The lone exception to the mold is “The Abyss,” which is the darkest and most ambient part of Akrasia.  Viscerally sparse, its spaces yawn with a master’s touch, enhanced by a looped bell that once again recalls Peter Andersson’s influential early work.  The synths wander more freely here, not following a set path of transition, and the electronic whispers, scuttles, and tones are arranged carefully and delicately, moving the track into the dim and magical territory between noise and music.  I wish Lonebrink descended a bit more into these places; this is the track I recall most strongly, and it’s a real shame that it’s also the shortest on the album.  “Remnants” comes closest to matching the feel, but even that swerves too close to Kammarheit’s established identity; “The Abyss” is Lonebrink’s own.
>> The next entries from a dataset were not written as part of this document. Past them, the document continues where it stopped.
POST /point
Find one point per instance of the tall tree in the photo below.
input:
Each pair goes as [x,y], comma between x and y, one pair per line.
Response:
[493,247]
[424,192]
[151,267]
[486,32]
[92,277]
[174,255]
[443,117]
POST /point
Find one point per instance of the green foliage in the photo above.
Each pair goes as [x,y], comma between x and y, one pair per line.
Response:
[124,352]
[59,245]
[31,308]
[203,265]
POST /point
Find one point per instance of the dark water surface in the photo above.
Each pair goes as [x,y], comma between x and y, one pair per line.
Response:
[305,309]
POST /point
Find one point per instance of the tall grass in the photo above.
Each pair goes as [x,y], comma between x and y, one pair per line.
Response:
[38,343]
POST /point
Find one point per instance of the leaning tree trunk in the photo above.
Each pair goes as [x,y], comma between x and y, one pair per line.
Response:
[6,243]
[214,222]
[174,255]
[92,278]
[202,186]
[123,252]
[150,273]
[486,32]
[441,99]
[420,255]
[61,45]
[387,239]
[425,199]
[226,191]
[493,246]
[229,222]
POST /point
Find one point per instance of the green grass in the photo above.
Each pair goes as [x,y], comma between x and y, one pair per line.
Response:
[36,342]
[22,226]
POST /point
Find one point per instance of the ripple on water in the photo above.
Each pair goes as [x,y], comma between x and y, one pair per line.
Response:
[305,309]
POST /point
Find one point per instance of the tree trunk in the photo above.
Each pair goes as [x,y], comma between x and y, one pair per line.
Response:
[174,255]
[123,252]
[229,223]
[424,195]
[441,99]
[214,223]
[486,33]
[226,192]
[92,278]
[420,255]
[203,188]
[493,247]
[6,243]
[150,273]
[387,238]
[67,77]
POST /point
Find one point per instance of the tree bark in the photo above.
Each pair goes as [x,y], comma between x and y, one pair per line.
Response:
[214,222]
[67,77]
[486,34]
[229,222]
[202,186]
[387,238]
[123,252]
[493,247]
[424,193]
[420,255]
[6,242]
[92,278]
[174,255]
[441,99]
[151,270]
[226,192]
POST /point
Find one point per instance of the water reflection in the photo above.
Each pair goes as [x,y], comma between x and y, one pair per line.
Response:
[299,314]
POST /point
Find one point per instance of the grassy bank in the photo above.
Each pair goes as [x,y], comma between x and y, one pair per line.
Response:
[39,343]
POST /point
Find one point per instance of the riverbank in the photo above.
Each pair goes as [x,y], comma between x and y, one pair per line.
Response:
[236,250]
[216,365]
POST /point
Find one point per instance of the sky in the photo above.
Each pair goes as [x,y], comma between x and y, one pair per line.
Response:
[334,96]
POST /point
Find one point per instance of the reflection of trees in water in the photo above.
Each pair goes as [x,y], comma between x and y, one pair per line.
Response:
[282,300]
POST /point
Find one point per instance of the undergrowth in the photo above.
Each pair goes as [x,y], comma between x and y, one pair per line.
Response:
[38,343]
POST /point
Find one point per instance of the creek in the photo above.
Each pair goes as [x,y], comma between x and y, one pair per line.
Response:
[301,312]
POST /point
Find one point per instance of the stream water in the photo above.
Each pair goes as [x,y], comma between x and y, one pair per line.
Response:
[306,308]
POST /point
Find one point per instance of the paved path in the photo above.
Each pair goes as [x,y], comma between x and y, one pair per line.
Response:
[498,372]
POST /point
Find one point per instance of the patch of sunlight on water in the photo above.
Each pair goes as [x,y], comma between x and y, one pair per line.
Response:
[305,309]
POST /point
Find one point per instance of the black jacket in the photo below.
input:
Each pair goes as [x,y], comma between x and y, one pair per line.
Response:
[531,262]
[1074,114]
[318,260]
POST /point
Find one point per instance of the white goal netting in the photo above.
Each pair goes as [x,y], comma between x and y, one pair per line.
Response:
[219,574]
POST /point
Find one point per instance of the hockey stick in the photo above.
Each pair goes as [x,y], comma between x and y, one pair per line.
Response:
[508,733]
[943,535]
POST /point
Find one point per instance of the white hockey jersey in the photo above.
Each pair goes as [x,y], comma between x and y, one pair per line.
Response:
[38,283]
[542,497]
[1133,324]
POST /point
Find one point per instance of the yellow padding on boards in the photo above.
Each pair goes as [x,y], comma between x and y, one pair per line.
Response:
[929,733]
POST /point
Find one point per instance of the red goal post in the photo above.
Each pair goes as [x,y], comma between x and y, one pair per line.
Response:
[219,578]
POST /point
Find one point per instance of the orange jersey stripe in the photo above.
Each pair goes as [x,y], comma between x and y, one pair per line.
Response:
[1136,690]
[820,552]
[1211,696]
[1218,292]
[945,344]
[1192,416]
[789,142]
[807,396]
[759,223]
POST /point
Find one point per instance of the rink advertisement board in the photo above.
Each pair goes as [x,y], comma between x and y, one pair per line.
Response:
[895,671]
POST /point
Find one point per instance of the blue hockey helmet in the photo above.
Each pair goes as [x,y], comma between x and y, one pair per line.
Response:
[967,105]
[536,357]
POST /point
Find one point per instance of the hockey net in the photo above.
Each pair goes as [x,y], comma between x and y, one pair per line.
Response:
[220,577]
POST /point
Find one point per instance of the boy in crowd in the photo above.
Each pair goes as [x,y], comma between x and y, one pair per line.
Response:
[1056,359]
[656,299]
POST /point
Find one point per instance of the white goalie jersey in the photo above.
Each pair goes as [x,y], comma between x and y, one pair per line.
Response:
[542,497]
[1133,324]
Akrasia is something of a lost album.  While it aims to portray man’s internal struggle in admirable fashion, the music itself seems searching for its own voice.  I get the feeling that Lonebrink was still learning when recording this album – the influences are so strongly present, they tend to drown his originality – and the recent compilation track “Dawnchasm” carries signs that he’s finding himself.  Is Akrasia good?  Yes, it is.  But it’s a bit of a hybrid, “The Abyss” aside; the focus on display has been done, and done better.  Hopefully Lonebrink can continue building on his promise, for he’s right on the edge.